# Measuring succes of Voice Activity Detection algorithms. HR0 and HR1

Posted on Fri 06 February 2015 in Notes

When measuring the effectiveness of a Voice Activity Detection algorithm (VAD) looking at 0-1 accuracy is rarely enough. We typically also look at *Nonspeech Hit Rate* (HR0) and *Speech Hit Rate* (HR1).
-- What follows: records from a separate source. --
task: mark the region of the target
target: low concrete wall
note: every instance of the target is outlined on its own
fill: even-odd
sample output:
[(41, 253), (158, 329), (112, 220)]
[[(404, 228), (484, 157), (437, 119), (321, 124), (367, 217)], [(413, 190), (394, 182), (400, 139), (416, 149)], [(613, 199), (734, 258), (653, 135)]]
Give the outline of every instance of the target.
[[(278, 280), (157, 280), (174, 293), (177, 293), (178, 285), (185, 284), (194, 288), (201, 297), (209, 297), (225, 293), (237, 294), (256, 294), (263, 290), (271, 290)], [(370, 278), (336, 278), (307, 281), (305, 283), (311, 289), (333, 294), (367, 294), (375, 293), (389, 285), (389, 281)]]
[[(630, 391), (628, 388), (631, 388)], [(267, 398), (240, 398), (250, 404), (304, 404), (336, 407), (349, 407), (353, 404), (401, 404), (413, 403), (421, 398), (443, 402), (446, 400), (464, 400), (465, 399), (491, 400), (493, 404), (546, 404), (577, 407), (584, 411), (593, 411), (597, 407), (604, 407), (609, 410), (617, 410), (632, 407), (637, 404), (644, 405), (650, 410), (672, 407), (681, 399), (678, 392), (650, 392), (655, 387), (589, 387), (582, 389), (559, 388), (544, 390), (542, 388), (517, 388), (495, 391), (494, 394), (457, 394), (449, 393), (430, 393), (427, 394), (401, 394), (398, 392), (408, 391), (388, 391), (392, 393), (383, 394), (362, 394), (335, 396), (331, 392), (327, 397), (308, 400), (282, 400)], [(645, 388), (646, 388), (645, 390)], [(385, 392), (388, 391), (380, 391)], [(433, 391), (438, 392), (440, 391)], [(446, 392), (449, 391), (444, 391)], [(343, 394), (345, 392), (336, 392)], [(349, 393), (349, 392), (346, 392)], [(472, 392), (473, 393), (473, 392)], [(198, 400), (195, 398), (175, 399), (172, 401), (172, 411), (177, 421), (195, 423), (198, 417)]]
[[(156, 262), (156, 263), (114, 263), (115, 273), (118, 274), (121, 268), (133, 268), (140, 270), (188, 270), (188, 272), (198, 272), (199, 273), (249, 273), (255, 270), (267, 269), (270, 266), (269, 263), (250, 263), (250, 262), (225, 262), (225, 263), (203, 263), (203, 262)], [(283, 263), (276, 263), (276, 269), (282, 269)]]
**HR0**is computed as the ratio of the number of correctly detected nonspeech frames to the number of real nonspeech frames.**HR1**is computed as the ratio of the number of correctly detected speech frames to the number of real speech frames.

*Park et al. 2014 [1]*

Another way to put it is _the percentage of nonspeech and speech frames that are correctly predicted. In Python, this can be calculated in the following way:

```
import numpy as np
import our-vad-library as VAD
X = VAD.load_data()
y = VAD.load_targets()
y_hat = VAD.predict(X)
# Find nonspeech and speech hit rates:
index0 = np.where(y ==0)
index1 = np.where(y ==1)
hr0 = (y_hat[index0] == y[index0]).mean()
hr1 = (y_hat[index1] == y[index1]).mean()
```

First we create 2 indexes of y using numpy's `where()`

function (see more). `index0`

is a vector of all the positions of y that represents a silent frame in our data. Say `y = [0,0,0,1,1,0]`

, then `index0 = [0,1,2,5]`

, since `y[0] = y[1] = y[2] = y[5] = 0.`

this means that

```
print y[index0]
# -> [0,0,0,0]
```

Which in and of itself is not interesting. However, we can use the same index to pull out all the predictions in ŷ and compare them to the ground-truth in y

```
y_hat[index0] == y[index0]
# -> (True, True, False ... , dtype=bool)
```

This gives us a new array of the same dimensions with boolean `True`

or `False`

values. Each `True`

represents a correct prediction and each `False`

an incorrect. A neat python trick is that boolean values are treated as 0 and 1, so we can take the mean of this boolean result array to get the ratio between correct and incorrect prediction using the `.mean()`

function.

[1] Park, Jinsoo, Wooil Kim, David K. Han, and Hanseok Ko. “Voice Activity Detection in Noisy Environments Based on Double-Combined Fourier Transform and Line Fitting.” *The Scientific World Journal* 2014 (August 6, 2014): e146040. doi:10.1155/2014/146040.